On October 29-30, 2009, a conference, dedicated to the Adana massacres under the leadership of His Holiness Aram I will be held in Antelias. All those interested in participating in the event should contact the Catholicosate of Cilicia.



A Special Committee, in cooperation with The Department of Armenian Studies of the Catholicosate of Cilicia, will screen and sponsor publications related to the Adana massacres. The Catholicosate invites researchers, scholars, writers and all those who possess relevant works are invited to submit their proposals to the Catholicosate.



We invite all Armenians in the community who own valuable artefacts, photos and archive documents that relate to the Armenians of Adana and their massacre, to make them available to the Catholicosate for the planned exhibition.



Adana Massacre was the second series of large-scale massacres of Armenians to break out in the Ottoman Empire. The atrocities committed in the province of Adana in April 1909 coincided with the counter-revolution staged by supporters of Sultan Abdul Hamid II (1876-1909) who had been forced to restore the Ottoman Constitution as a result of the 1908 Young Turk Revolution led by the Committee of Union and Progress (CUP).

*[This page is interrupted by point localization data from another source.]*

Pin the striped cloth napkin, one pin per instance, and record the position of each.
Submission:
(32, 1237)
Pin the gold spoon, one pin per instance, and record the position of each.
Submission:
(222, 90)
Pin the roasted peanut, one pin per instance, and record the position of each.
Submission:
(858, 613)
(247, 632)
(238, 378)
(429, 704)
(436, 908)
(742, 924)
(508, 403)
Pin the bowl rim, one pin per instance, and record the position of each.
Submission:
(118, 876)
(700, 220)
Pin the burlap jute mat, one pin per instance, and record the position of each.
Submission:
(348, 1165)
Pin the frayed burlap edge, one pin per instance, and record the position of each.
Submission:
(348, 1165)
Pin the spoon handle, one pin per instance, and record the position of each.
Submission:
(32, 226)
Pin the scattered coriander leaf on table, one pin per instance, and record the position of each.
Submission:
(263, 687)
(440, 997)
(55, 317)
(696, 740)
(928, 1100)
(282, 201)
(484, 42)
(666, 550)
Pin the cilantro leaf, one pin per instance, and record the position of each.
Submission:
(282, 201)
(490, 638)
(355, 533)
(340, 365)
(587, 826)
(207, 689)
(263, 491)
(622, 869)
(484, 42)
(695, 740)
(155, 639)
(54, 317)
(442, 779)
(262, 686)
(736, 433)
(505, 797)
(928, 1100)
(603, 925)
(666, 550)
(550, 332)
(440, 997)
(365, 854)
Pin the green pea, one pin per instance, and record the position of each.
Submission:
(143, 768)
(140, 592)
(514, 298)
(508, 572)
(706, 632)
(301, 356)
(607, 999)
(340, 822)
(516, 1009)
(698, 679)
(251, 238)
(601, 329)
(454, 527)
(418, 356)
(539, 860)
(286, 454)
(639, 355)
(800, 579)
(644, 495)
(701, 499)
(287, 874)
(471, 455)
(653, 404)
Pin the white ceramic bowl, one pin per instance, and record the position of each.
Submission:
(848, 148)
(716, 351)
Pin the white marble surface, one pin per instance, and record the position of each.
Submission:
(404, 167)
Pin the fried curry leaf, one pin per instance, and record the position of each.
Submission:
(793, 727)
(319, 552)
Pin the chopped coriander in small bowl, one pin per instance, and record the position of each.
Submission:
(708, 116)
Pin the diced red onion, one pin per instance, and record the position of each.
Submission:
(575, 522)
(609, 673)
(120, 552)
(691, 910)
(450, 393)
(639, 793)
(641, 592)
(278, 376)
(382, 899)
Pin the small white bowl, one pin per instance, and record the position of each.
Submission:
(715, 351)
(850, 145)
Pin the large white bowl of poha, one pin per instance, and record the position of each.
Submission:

A prosperous region on the Mediterranean coast encompassing the old principality of Cilicia, once an independent Armenian state between the eleventh and fourteenth centuries, the province of Adana had been spared the 1890's massacres. The disturbances were most severe in the city of Adana where a reported 4,437 Armenian dwellings were torched, resulting in the razing of nearly half the town and prompting some to describe the resulting inferno as a "holocaust." The outbreaks spread throughout the district and an estimated 30,000 Armenians were reported killed. While attempts at resistance in Adana proved futile, and Armenians in smaller outlying villages were brutally slaughtered, two towns inhabited mostly by Armenians organized a successful defense. Hadjin (Hajen in Armenian) in the Cilician Mountains withstood a siege, while the 10,000 Armenians of Dortyol (Chorkmarzban in Armenian) held off 7,000 Turks who had surrounded their town and cut off its water supply.